Un terrain d’entente pourrait donc exister entre États-Unis et Europe en ce domaine. Les observateurs du dossier se montrent toutefois très circonspects. D’abord, relèvent-ils, la volonté de contrôler les Gafa risque très vite de s’émousser avec la nouvelle explosion du Covid et ses immenses conséquences économiques. « La priorité va d’abord être de régler les problèmes domestiques plutôt que les relations commerciales », dit l’institut Bruegel, rappelant que Barack Obama avait fait le même choix lors de son accession à la présidence en pleine crise financière mondiale.
Ensuite, font-ils valoir, la montée des tensions sociales et économiques, envenimées par un Donald Trump pousse-au-crime, l’absence d’une majorité claire au Sénat, la crainte de se voir concurrencé de plus en plus frontalement par la Chine ont toutes les chances de conduire Joe Biden à adopter la ligne la plus susceptible de faire consensus, de réunir un pays fragmenté : priorité aux intérêts américains.
Celui-ci l’a déjà d’ailleurs en partie annoncé : « La question est : qui écrit les lois qui gouvernent le commerce ? Qui s’assure qu’elles protègent les travailleurs, l’environnement, la transparence, les salaires de la classe moyenne. Les États-Unis, et non la Chine, doivent conduire cet effort. »
Dans ce schéma, pas question de co-écriture, de participation, de négociations. C’est l’Amérique qui tient la plume. Et c’est ce à quoi la présidence Biden, comme toutes les présidences américaines précédentes, attend que l’Europe se conforme : en tant qu’alliée, qu’elle se rallie à la vision américaine et qu’elle soutienne et respecte les règles décidées par les États-Unis.
En ce domaine, les précédentes présidences démocrates montrent qu’elles n’ont pas été plus accommodantes que les présidences républicaines. S’appuyant sur les lois d’extraterritorialité, la présidence Obama a été une de celles qui ont le plus poursuivi et sanctionné les entreprises européennes. Deutsche Bank, Volkswagen, BNP Paribas, Crédit agricole, Alstom, Technip, pour ne citer que quelques exemples, ont été condamnés à payer des milliards de dollars d’amendes par la justice américaine.

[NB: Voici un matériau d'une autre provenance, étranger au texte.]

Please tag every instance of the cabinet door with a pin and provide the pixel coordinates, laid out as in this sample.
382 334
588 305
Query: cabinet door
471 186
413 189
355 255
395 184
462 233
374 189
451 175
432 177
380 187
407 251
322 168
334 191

Face aux difficultés, ces lois d’extraterritorialité pourraient très vite reprendre du service, surtout si l’Union européenne, que ce soit pour la taxation des Gafa, la protection des données privées, de la propriété intellectuelle, des médicaments, l’évasion fiscale, continue à vouloir élaborer ses propres règles.
À ce stade, même si Joe Biden entend se montrer rassurant, les responsables européens n’ont donc pas beaucoup d’assurance sur la suite des relations commerciales avec les États-Unis. Ils savent une seule chose : la période des tweets incendiaires à n’importe quelle heure du jour et de la nuit, des décisions arbitraires prises du jour au lendemain bousculant tout sur son passage, des coups de tête ébranlant un peu plus une architecture internationale déjà bien abîmée, est révolue.